2) Davalılar Hazine, ... (Orman ve Su İşleri Bakanlığı), Kadastro Müdürlüğü, ... ve ..."nün temyiz itirazlarına gelince; incelenen dosya kapsamına, kararın dayandığı gerekçeye, uzman orman ve fen bilirkişiler tarafından hava fotoğrafı ve memleket haritasına dayalı olarak yöntemine uygun biçimde yapılan inceleme ve araştırmada çekişmeli taşınmazların 31.12.1981 tarihinden önce doğal yoldan bilim ve fen bakımından orman niteliğini yitirmedikleri, 2/B madde koşullarını taşımayan yerlerden oldukları anlaşıldığına, 3402 sayılı Yasanın 31/3 maddesi gözetilerek vekalet ücreti takdir edildiğine ve yazılı biçimde hüküm kurulmasında bir isabetsizlik bulunmadığına göre, yerinde görülmeyen temyiz itirazlarının reddi ile hükmün ONANMASINA karar vermek gerekmiştir.

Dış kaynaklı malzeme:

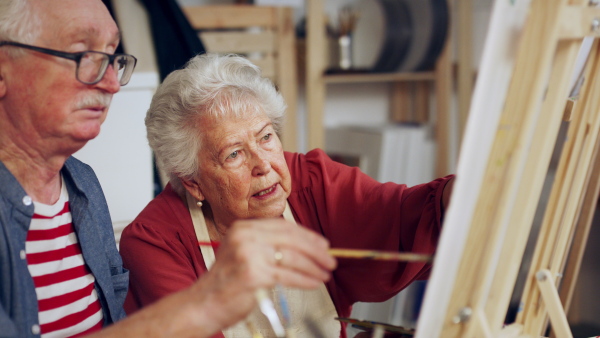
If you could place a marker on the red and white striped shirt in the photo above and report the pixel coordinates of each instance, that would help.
(67, 300)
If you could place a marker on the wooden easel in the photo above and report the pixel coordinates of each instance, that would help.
(513, 177)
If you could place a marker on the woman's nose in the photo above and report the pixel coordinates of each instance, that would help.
(261, 164)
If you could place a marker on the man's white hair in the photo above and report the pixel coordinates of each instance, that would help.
(18, 22)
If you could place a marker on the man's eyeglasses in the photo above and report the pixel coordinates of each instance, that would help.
(91, 66)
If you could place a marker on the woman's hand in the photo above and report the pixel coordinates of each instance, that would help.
(259, 254)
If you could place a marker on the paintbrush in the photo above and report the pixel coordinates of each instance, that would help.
(365, 254)
(381, 255)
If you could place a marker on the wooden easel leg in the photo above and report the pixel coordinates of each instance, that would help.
(549, 294)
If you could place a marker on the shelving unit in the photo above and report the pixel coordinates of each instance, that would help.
(317, 80)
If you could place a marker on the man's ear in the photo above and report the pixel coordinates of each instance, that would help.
(193, 188)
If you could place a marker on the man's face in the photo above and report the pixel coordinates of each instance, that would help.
(45, 106)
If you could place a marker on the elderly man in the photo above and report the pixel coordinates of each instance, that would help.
(60, 272)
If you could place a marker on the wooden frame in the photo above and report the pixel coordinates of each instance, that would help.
(511, 133)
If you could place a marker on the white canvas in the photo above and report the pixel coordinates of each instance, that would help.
(507, 20)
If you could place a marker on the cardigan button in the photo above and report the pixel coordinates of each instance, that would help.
(35, 329)
(27, 200)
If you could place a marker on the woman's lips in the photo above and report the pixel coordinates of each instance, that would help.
(266, 192)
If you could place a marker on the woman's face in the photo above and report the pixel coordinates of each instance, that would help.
(242, 173)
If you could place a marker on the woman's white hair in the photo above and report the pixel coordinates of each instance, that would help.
(208, 84)
(18, 22)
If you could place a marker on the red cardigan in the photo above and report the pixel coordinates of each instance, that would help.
(343, 204)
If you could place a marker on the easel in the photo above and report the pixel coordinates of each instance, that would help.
(514, 175)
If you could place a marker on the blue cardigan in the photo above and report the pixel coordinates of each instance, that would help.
(91, 219)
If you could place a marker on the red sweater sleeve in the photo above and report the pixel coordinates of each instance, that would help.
(161, 251)
(355, 211)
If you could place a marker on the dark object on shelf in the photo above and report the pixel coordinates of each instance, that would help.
(428, 36)
(400, 35)
(369, 325)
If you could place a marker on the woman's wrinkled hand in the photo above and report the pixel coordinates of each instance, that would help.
(261, 254)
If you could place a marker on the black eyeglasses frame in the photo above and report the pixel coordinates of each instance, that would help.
(77, 58)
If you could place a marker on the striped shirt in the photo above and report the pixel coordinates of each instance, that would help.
(67, 300)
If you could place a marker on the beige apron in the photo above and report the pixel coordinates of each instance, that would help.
(312, 311)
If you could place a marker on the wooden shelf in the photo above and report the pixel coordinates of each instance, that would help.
(378, 77)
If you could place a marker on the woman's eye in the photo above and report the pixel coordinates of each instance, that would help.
(233, 155)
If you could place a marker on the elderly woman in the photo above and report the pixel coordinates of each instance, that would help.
(213, 127)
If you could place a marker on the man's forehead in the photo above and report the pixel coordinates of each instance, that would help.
(76, 20)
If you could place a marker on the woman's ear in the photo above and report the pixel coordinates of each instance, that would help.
(193, 188)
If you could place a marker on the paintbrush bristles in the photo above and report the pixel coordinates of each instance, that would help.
(381, 255)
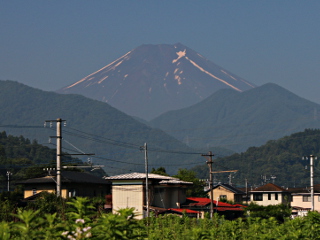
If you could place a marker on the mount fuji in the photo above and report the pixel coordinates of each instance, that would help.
(153, 79)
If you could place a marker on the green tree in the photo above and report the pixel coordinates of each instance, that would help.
(197, 189)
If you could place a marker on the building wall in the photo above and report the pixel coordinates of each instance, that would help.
(167, 196)
(297, 201)
(270, 198)
(221, 191)
(68, 190)
(128, 196)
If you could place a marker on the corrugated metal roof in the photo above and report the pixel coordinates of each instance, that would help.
(182, 210)
(69, 176)
(269, 187)
(136, 175)
(173, 181)
(229, 187)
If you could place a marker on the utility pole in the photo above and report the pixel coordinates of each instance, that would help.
(8, 175)
(312, 158)
(58, 157)
(59, 152)
(145, 148)
(209, 162)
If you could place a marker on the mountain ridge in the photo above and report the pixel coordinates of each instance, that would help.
(92, 127)
(152, 79)
(240, 120)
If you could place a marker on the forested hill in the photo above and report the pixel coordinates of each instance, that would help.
(24, 159)
(92, 127)
(237, 121)
(280, 158)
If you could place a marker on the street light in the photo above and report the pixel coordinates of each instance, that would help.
(312, 158)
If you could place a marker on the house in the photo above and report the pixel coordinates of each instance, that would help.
(270, 194)
(301, 199)
(164, 192)
(227, 192)
(72, 184)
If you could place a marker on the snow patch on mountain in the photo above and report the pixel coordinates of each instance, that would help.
(211, 75)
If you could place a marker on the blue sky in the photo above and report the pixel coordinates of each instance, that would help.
(50, 44)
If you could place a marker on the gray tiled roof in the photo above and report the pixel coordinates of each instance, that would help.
(231, 188)
(136, 175)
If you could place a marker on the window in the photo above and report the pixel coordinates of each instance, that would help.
(306, 198)
(223, 197)
(257, 197)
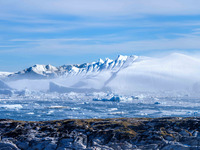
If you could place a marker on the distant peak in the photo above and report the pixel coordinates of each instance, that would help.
(101, 61)
(121, 57)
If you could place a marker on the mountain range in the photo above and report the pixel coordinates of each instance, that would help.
(125, 74)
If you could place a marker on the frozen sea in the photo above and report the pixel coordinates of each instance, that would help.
(77, 106)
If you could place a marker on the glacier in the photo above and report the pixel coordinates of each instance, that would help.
(129, 86)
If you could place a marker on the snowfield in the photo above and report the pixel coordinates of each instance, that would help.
(129, 86)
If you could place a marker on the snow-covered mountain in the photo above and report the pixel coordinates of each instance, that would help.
(125, 74)
(49, 71)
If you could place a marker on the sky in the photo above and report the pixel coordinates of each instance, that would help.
(62, 32)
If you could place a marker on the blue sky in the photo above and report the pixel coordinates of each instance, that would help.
(61, 32)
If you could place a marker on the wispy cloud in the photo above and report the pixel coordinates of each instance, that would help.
(104, 8)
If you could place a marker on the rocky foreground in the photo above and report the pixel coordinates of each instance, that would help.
(94, 134)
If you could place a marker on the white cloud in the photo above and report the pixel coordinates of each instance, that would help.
(105, 8)
(64, 47)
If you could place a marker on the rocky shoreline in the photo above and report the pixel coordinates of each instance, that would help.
(106, 134)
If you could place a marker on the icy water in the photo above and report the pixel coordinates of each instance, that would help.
(53, 109)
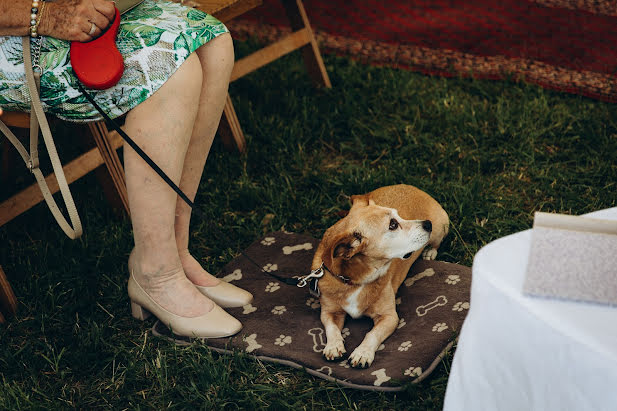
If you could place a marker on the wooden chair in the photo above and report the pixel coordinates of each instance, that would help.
(107, 142)
(301, 38)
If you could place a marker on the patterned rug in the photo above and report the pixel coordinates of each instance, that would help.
(282, 323)
(566, 45)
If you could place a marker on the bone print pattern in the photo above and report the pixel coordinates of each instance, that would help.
(288, 250)
(283, 321)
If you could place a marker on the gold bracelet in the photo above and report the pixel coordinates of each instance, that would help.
(38, 6)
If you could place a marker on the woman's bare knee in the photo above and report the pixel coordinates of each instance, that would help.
(217, 56)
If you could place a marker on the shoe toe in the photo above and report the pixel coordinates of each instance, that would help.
(227, 295)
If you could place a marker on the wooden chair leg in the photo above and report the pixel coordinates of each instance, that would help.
(230, 130)
(312, 57)
(114, 166)
(8, 302)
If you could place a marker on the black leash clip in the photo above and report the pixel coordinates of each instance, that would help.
(316, 273)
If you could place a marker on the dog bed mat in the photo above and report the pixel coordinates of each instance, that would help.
(282, 323)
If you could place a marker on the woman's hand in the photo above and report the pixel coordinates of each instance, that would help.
(76, 20)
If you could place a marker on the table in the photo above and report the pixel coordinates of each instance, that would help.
(523, 353)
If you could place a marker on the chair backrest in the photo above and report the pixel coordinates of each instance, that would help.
(16, 119)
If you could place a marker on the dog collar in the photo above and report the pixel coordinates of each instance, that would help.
(340, 277)
(312, 279)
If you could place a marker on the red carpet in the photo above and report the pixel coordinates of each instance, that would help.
(568, 45)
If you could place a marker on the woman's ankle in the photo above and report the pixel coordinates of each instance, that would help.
(195, 272)
(170, 288)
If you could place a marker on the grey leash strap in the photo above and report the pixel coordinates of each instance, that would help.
(37, 116)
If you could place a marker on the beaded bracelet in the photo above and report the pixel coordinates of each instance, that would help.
(35, 17)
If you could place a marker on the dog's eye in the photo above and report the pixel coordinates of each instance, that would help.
(393, 224)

SONUÇ: 1) Yukarıda birinci bentde açıklanan nedenlerle; davalılar ... ve ..."nun temyiz dilekçesinin süre yönünden REDDİNE, yatırdıkları peşin temyiz harçlarının istek halinde iadesine,
2) İkinci bentde açıklanan nedenlerle davalılar Hazine, ... (Orman ve Su İşleri Bakanlığı), Kadastro Müdürlüğü, ... ve ... "nün temyiz itirazlarının reddi ile usul ve yasaya uygun olan hükmün ONANMASINA, 19.01.2011 tarihinde yürürlüğe giren 6099 sayılı Yasanın 16. maddesi ile 3402 sayılı Yasaya eklenen 36/A maddesi gereğince davalılar ... ve ..."den onama harcı alınmasına yer olmadığına ve yatırdıkları peşin temyiz harçlarının istek halinde iadesine 21/11/2012 gününde oybirliği ile karar verildi.